Friday, September 14, 2007

Shall We Dance?

It seems that after every financial fiasco, the heads of government departments dealing with the financial markets parade in front of Congress with the same ole song and dance. Yes, there needs to more oversight, but no we should not create any new legislation.

The current mortgage fiasco is the latest in a long list of financial malfeasance by corporate America that will be swept under the rug with little more than an asterisk. The average American will once again be made the scapegoat for the greed and excesses of capitalism gone wild. Why is it that only after the raiders have made their money we recognize there is a problem?

Robert Steel Treasury's undersecretary of domestic finance in written testimony stated the following:

"The regulatory structure that we have, through our view, could use a fresh re-look. And that's what we at Treasury plan to do," Steel said. "I can't tell you where that will go. Let's do the work before we have the conclusions."

Steel added that innovation has outpaced regulation, meaning current regulation "is just not attuned as it should be."

Regulation is at the heart of today's financial turmoil. Despite a wide array of federal bank regulators, the standards used by mortgage lenders weakened considerably after 2004. For example, New Century Financial Corp., which wasn't federally regulated and is now bankrupt, underwrote millions of dubious home loans, many with adjustable-rate mortgages to so-called subprime borrowers — those with the weakest credit histories.[1]

Is it just me or are these guys the masters of the obvious? Why do we believe that the greediest people will do the greediest of things to help the most people, it is illogical. We allow these corporations to go unchecked with the false belief that given the opportunity they will do the right thing and every time they prove that they will not. The pie must begin to be shared on a more equitable basis. The American worker must be allowed to organize to offset the growing influence of corporations on our economy and our politics.

The people entrusted to oversee the corporations are many times former members of the very companies they are regulating. There is a revolving door between government and corporations that must be closed. We can no longer afford to have our laws written by the people they are supposed to control. Thanks in large part to the Republicans, we barely have any regulatory powers as it is now and if we allow the few we have to be controlled by the corporations this is a recipe for the types of disasters we are seeing with China and other loosely regulated industries.

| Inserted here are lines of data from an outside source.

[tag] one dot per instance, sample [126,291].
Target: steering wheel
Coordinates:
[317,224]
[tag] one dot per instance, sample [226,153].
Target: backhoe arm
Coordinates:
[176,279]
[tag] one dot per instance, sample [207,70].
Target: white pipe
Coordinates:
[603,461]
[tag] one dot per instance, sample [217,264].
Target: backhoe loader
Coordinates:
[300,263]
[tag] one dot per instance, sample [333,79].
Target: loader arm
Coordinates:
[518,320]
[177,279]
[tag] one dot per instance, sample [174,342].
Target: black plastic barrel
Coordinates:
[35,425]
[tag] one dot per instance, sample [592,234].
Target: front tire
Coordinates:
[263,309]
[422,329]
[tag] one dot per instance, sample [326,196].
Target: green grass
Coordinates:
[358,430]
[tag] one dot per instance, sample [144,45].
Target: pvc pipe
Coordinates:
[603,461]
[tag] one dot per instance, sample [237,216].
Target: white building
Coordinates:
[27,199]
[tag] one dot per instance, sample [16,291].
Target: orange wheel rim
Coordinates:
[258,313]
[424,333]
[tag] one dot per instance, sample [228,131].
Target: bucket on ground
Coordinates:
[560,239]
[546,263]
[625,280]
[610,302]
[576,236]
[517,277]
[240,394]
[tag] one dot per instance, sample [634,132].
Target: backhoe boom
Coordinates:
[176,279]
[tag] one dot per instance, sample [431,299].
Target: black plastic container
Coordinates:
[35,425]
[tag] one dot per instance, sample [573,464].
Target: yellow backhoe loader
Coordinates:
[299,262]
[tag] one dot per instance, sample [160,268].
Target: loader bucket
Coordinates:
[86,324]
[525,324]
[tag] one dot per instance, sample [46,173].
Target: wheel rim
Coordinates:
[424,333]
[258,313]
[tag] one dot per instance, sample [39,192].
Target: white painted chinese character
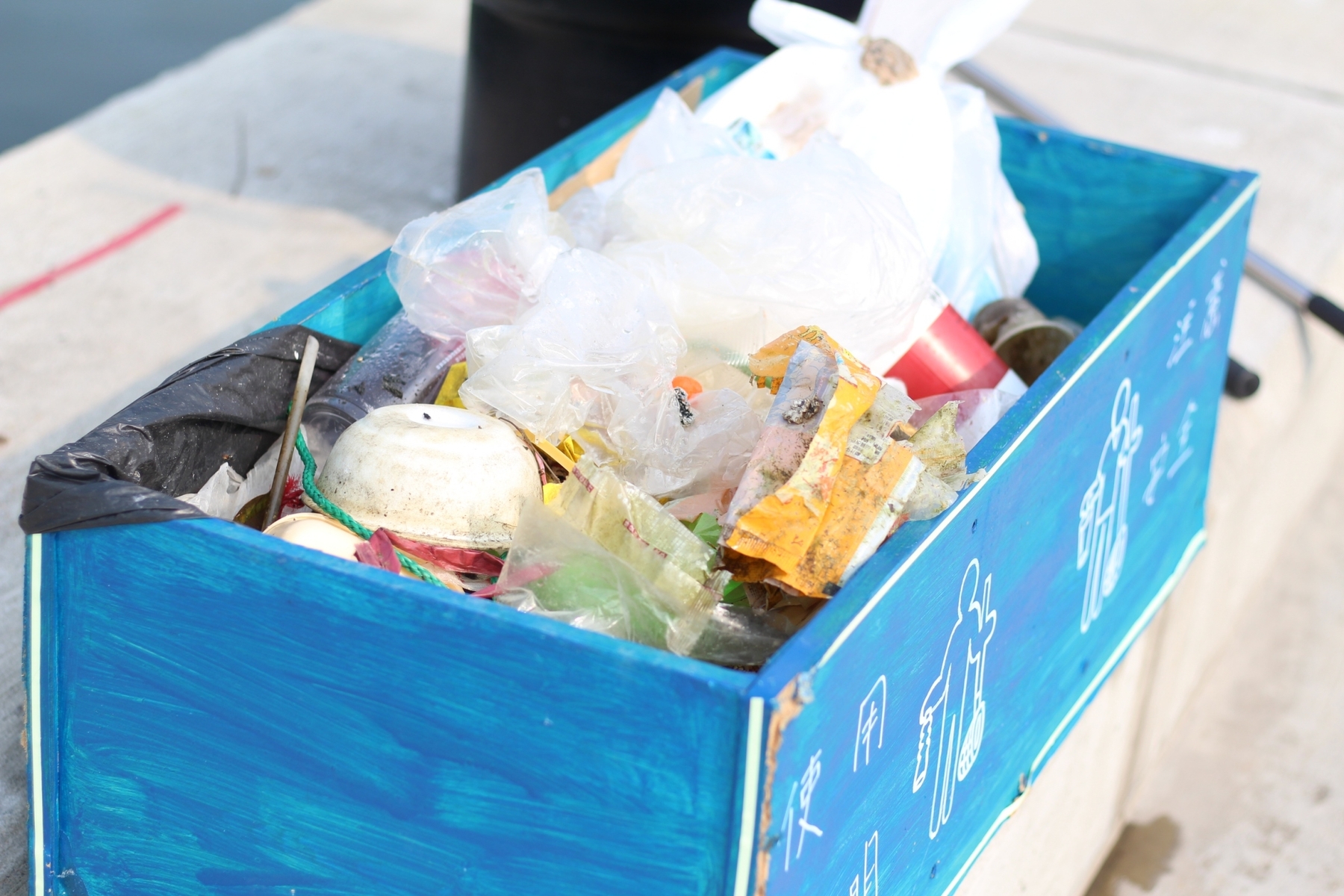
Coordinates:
[1104,531]
[1183,438]
[801,791]
[873,714]
[1156,467]
[808,786]
[870,867]
[1182,337]
[1213,305]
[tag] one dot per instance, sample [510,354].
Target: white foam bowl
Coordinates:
[437,474]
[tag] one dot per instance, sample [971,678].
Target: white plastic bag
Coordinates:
[900,131]
[479,264]
[812,240]
[936,146]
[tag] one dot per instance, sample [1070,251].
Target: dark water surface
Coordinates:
[60,58]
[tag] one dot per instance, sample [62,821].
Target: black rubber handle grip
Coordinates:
[1241,382]
[1327,311]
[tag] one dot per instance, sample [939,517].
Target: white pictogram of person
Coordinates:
[951,732]
[1104,531]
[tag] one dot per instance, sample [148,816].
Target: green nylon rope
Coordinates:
[327,507]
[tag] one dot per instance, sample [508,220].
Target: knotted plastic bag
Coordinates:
[878,89]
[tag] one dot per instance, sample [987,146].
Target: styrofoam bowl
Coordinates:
[437,474]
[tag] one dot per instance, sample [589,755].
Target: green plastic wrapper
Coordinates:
[608,558]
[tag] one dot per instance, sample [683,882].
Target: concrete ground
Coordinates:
[299,151]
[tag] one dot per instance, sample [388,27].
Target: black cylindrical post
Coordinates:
[541,69]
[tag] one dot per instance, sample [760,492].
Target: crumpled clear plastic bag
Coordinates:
[665,455]
[596,339]
[479,264]
[698,293]
[902,131]
[225,494]
[597,355]
[977,411]
[608,558]
[670,134]
[815,240]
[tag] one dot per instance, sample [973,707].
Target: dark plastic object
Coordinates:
[398,366]
[539,70]
[228,406]
[1241,382]
[1327,311]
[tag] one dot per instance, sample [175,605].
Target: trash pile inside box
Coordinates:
[682,405]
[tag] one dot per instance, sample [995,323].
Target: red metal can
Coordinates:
[949,356]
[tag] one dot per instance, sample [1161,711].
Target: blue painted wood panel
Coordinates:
[939,682]
[218,712]
[241,716]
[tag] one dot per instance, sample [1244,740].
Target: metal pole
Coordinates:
[1258,267]
[287,445]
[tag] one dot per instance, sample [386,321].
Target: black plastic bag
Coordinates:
[228,406]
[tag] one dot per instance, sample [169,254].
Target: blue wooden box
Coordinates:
[213,711]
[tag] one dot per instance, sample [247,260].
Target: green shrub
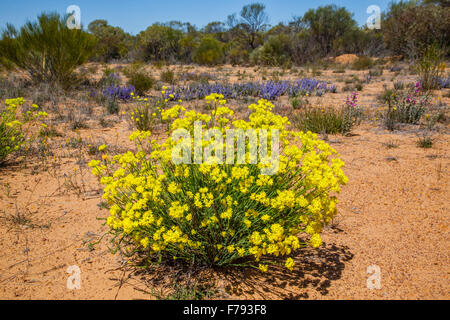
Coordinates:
[14,125]
[210,52]
[274,52]
[430,67]
[141,82]
[405,106]
[330,120]
[224,214]
[363,63]
[47,49]
[112,106]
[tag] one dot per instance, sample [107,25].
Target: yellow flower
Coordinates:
[263,267]
[290,264]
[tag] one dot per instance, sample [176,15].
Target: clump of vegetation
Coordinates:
[363,63]
[406,106]
[141,82]
[210,52]
[47,49]
[15,126]
[299,102]
[330,120]
[168,76]
[220,214]
[430,67]
[425,142]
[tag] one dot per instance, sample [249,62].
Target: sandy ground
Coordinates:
[394,214]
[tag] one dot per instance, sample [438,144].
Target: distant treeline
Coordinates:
[247,38]
[50,51]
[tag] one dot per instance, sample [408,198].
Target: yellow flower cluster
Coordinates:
[13,132]
[218,213]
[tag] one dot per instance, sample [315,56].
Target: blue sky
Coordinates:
[136,15]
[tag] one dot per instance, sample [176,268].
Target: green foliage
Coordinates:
[430,67]
[329,121]
[409,27]
[363,63]
[47,49]
[210,52]
[13,121]
[275,52]
[138,78]
[159,42]
[168,76]
[113,42]
[112,106]
[327,24]
[425,142]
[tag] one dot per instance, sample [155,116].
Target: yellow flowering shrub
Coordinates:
[221,214]
[13,118]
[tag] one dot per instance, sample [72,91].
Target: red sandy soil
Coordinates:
[393,214]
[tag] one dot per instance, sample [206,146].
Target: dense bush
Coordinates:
[275,51]
[13,121]
[47,49]
[329,120]
[430,67]
[408,28]
[406,106]
[210,52]
[362,63]
[140,81]
[220,214]
[112,42]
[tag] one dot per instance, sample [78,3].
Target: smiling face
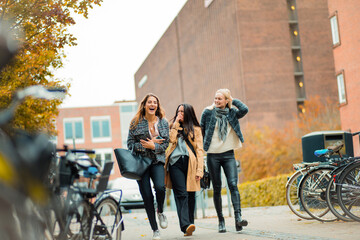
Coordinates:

The old lie that the marketplace will be the final arbitrator rings hollow when there is not a level playing field. As long as we have the industries writing the regulations that govern the industries we will continue to have economic and political injustice. The economic fallout from the mortgage crisis will be small in comparison, as more and more corporations cut corners in an effort to maximize profits. There are those who argue since the industry insiders know the industries best they should be allowed to write the regulations. This is foolishness, just because the burglar knows how to break into my house doesn’t mean I am going to let him write the code for protecting my house. I believe that there are many conscientious federal employees who want to do a good job, but are not being allowed to do so by corporate interference and political cronyism.

It is time for the politicians to step up to the plate and begin to put some teeth in legislation and regulations that will protect not only our physical wellbeing, but our economic wellbeing as well. It is an abdication of their responsibility as fiduciary agents to continue to sign off on industry written regulations or industry assurances that they will perform better in the future. No longer can we afford to let the financial markets dance without paying the band.